Reputation: 122168
I have a file and it has some header lines, e.g.
header1 lines: somehting something
more headers then
somehting something
----
this is where the data starts
yes data... lots of foo barring bar fooing data.
...
...
I've skipped the header lines by looping and running file.readlines()
, other than looping and concating the rest of the lines, how else can i read the rest of the lines?
x = """header1 lines: somehting something
more headers then
somehting something
----
this is where the data starts
yes data... lots of foo barring bar fooing data.
...
..."""
with open('test.txt','w') as fout:
print>>fout, x
fin = open('test.txt','r')
for _ in range(5): fin.readline();
rest = "\n".join([i for i in fin.readline()])
Upvotes: 1
Views: 5175
Reputation: 1123830
.readlines()
reads the all data in the file, in one go. There are no more lines to read after the first call.
You probably wanted to use .readline()
(no s
, singular) instead:
with open('test.txt','r') as fin:
for _ in range(5): fin.readline()
rest = "\n".join(fin.readlines())
Note that because .readlines()
returns a list already, you don't need to loop over the items. You could also just use .read()
to read in the remainder of the file:
with open('test.txt','r') as fin:
for _ in range(5): fin.readline()
rest = fin.read()
Alternatively, treat the file object as an iterable, and using itertools.islice()
slice the iterable to skip the first five lines:
from itertools import islice
with open('test.txt','r') as fin:
all_but_the_first_five = list(islice(fin, 5, None))
This does produce lines, not one large string, but if you are processing the input file line by line, that usually is preferable anyway. You can loop directly over the slice and handle lines:
with open('test.txt','r') as fin:
for line in list(islice(fin, 5, None)):
# process line, first 5 will have been skipped
Don't mix using a file object as an iterable and .readline()

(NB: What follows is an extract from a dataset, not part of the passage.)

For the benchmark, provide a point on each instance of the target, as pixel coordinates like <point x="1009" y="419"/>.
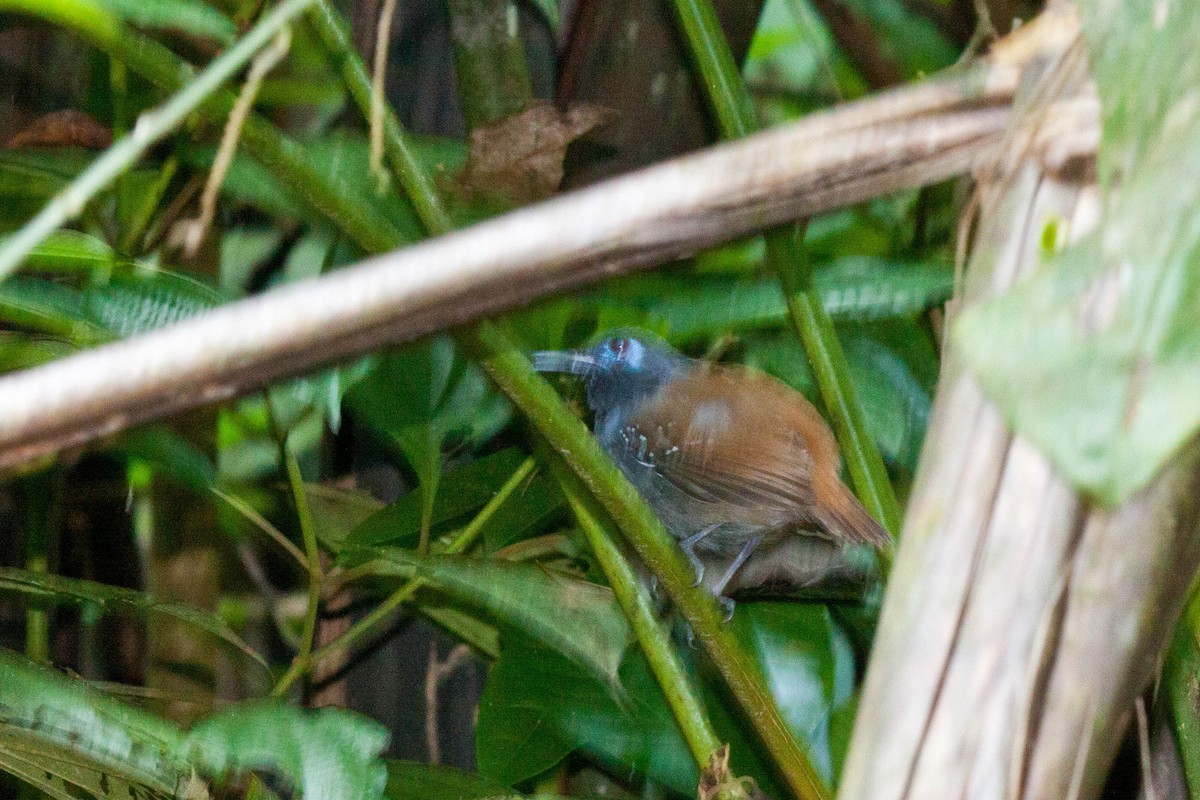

; the iteration protocol as implemented by file objects uses an internal buffer to ensure efficiency that .readline()
doesn't know about; using .readline()
after iteration is liable to return data further on in the file than you expect.
Upvotes: 5
Reputation: 142216
Skip the first 5 lines:
from itertools import islice
with open('yourfile') as fin:
data = list(islice(fin, 5, None))
# or loop line by line still
for line in islice(fin, 5, None):
print line
Upvotes: 1